Human performance shows substantial endogenous variability over time, and this variability is a robust marker of individual differences. Of growing interest to psychologists is the realisation that variability is not fully random, but often exhibits temporal dependencies. However, their measurement and interpretation come with several controversies. Furthermore, their potential benefit for studying individual differences in healthy and clinical populations remains unclear. Here, we gather new and archival datasets featuring 11 sensorimotor and cognitive tasks across 526 participants, to examine individual differences in temporal structures. We first investigate intra-individual repeatability of the most common measures of temporal structures - to test their potential for capturing stable individual differences. Secondly, we examine inter-individual differences in these measures using: (1) task performance assessed from the same data, (2) meta-cognitive ratings of on-taskness from thought probes occasionally presented throughout the task, and (3) self-assessed attention-deficit related traits.
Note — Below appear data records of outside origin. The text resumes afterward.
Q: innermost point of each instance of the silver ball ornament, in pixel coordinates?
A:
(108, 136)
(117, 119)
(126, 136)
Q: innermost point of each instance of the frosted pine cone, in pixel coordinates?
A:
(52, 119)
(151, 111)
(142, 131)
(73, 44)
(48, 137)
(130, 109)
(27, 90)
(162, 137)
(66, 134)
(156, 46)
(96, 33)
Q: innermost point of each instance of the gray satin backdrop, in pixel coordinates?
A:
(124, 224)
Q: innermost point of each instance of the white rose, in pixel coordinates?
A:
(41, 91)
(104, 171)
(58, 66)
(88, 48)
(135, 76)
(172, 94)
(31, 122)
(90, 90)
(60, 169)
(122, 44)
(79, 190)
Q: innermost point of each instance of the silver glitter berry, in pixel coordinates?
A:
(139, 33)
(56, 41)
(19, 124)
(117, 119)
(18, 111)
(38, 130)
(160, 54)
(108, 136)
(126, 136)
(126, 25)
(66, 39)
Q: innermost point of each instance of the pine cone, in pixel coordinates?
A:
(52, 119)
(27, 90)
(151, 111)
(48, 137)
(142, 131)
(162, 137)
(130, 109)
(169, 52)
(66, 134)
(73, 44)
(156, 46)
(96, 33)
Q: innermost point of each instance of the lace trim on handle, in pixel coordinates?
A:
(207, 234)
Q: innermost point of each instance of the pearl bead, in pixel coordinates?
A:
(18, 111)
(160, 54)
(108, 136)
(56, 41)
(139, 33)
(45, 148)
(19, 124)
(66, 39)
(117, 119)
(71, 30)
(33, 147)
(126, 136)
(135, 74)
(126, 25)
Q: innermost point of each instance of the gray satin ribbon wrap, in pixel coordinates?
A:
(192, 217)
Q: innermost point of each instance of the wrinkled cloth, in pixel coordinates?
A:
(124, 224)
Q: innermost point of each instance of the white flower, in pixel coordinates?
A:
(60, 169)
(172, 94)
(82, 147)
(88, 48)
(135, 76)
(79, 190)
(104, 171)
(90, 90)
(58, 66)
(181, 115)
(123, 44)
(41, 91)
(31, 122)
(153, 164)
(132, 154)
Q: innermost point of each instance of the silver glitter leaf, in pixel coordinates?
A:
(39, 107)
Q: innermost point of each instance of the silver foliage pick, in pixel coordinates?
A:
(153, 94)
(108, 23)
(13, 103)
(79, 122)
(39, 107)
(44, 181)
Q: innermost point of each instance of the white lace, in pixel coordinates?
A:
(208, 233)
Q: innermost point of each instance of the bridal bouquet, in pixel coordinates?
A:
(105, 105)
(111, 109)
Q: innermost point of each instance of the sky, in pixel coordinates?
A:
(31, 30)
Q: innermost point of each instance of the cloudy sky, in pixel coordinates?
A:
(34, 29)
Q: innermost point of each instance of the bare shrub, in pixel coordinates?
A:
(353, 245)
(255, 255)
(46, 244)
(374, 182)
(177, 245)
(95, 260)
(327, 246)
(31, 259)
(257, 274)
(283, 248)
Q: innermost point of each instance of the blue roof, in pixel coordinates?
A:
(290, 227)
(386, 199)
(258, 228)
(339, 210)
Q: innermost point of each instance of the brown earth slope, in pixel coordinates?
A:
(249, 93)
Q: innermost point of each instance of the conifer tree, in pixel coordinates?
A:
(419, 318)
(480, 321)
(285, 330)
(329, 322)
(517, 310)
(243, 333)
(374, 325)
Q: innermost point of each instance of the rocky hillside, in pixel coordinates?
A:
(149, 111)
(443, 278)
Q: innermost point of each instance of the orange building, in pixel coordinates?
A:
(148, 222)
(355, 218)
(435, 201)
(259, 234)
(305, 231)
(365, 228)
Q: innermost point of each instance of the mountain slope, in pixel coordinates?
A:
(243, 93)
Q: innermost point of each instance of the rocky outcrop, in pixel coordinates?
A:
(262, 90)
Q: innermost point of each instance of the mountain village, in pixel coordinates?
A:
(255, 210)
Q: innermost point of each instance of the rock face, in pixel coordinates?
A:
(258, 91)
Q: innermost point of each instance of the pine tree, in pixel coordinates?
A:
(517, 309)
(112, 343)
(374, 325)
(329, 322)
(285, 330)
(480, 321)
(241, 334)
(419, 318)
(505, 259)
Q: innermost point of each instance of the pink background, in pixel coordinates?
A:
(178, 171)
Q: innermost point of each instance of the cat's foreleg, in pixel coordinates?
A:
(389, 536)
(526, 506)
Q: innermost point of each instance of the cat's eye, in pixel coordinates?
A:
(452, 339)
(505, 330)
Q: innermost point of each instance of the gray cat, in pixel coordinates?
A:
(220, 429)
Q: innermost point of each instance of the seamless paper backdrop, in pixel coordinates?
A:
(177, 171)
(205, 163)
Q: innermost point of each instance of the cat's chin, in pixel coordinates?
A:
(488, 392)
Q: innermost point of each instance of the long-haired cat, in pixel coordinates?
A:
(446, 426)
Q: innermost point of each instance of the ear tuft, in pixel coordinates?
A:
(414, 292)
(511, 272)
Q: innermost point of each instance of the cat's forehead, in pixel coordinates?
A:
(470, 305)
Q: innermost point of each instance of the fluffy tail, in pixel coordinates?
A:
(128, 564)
Across all datasets, autocorrelation at lag 1 and Power Spectra Density slope showed high intra-individual repeatability across sessions and correlated with task performance. The Detrended Fluctuation Analysis slope showed the same pattern, but less reliably. The long-term component (d) of the ARFIMA(1,d,1) model showed poor repeatability and no correlation to performance. Overall, these measures failed to show external validity when correlated with either mean subjective attentional state or self-assessed traits between participants. Thus, some measures of serial dependencies may be stable individual traits, but their usefulness in capturing individual differences in other constructs typically associated with variability in performance seems limited. We conclude with comprehensive recommendations for researchers.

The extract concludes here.